Selon Buteo, la fabrication de cerfs-volants exige la perfection de certaines compétences et techniques, mais les idées restent ce qu’il y a de plus important. « Les cerfs-volants sont le prolongement de mon esprit. En faisant voler un cerf-volant, je peux envoyer mes idées dans le ciel pour que tout le monde puisse les observer ». Nombreux sont ceux qui ont décrit Nautilus comme la plus grande œuvre de Buteo. Réplique à grande échelle d’un mollusque rouge et blanc, il lui a fallu cinq ans et trois prototypes pour le faire voler.

Pourtant, Buteo ne le considère pas comme son chef-d’œuvre. Il lui préfère Dreams Come True, une série d’étoiles filantes fabriquées à partir de sacs poubelles. « Enfant, on nous dit de faire un vœu lorsque nous voyons une étoile filante, mais nous n’avons jamais le temps de faire ce vœu avant que l’étoile ne disparaisse. Cette œuvre donne aux gens le temps de faire leurs vœux ». Les cerfs-volants utilisent une nouvelle technique innovante de conception de cerfs-volants mise au point par Buteo, dont la structure est plus simple et qui ne nécessite pas de courir ou de tirer pour rester à flot.

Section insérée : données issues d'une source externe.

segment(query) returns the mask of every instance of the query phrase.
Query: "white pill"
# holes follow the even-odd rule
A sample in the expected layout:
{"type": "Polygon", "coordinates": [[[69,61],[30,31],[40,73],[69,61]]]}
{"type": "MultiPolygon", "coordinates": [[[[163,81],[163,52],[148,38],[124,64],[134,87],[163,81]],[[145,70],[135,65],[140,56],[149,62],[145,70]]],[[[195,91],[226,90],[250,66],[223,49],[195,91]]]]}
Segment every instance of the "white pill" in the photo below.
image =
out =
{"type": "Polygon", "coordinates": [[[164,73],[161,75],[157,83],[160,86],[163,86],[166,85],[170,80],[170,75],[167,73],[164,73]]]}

Plus d’une décennie sous les feux de la rampe

En 2006, Buteo a été invité à exposer 307 de ses cerfs-volants au Winter Garden du World Financial Center de New York. La pièce maîtresse de l’exposition était le Tao Canoe. Cette embarcation à plusieurs voiles est un symbole important de la tribu Tao, une culture menacée qui vit sur l’île des Orchidées (蘭嶼) à Taïwan. Suspendu dans l’atrium du bâtiment, le canoë massif était entouré de poissons volants, point central du festival le plus important de la tribu Tao. Au cours de cette célébration tribale annuelle, des pirogues magistralement construites sont hissées dans les airs par des hommes en pagne blanc et emmenées jusqu’à la mer pour accueillir la saison des poissons volants, qui constituent une source de nourriture importante pour les habitants de l’île.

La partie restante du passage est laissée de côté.